Por Draco Stellamare
Satã observando o sono de Cristo - Joseph Paton (c.1900) |
A experiência de congregar com outros praticantes de bruxaria de outras vertentes bem diferentes da minha sempre foi algo enriquecedor, mesmo quando “choques culturais” acontecem. Um desses choques que acontece com maior frequência é as pessoas me definirem como um “bruxo cristão” em razão da existência do catolicismo mágico-folclórico em minha tradição. Preciso dizer que embora o catolicismo seja a religião culturalmente assumida por mim e por minha família nas respostas ao IBGE, eu mesmo nunca pensei nesses termos radicais de distinção entre uma “bruxaria cristã” ou “bruxaria pagã”, mas a frequente reincidência desse assunto fez com que eu me questionasse... Afinal, nossa bruxaria é cristã, pagã ou diabolista?

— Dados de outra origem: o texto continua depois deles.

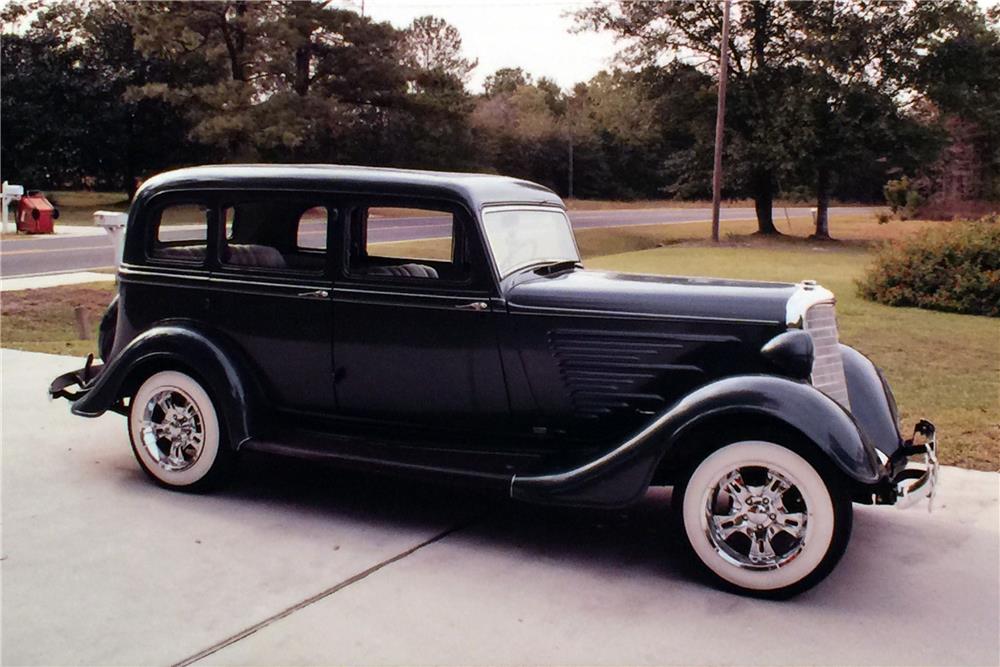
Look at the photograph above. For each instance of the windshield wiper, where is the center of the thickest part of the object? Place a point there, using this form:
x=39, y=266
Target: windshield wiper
x=562, y=265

Por um lado, eu poderia dizer
que minha tradição – de um tempo para cá denominada Stellamare – é essencialmente
pagã no sentido antigo do termo paganus, enquanto designativo para pessoas
que vivem em comunhão com forças naturais e afastadas da lógica tida como “mais
civilizada” da religião institucionalizada. Afinal de contas, somos
considerados como hereges pela Igreja Católica Apostólica Romana, e muitas das
coisas que fazemos lidam diretamente com uma mentalidade mais rústica e primitiva
(literalmente classificada por alguns de meus parentes como uma mentalidade
atrasada e supersticiosa de gente muito sofrida). Mas, por outro lado, nossas
devoções e cosmovisão são quase que completamente cristianizadas. Rezamos para
santos, tomamos parte dos sacramentos católicos, concebemos o mundo e os seres
espirituais de acordo com uma visão própria do catolicismo folclórico da região
de origem de nossa linhagem, influenciada brevemente pelo pensamento de algumas
correntes esotéricas também cristãs, e não temos nenhum tipo de conexão com os
processos de retomada do politeísmo clássico levados a cabo pelo neopaganismo.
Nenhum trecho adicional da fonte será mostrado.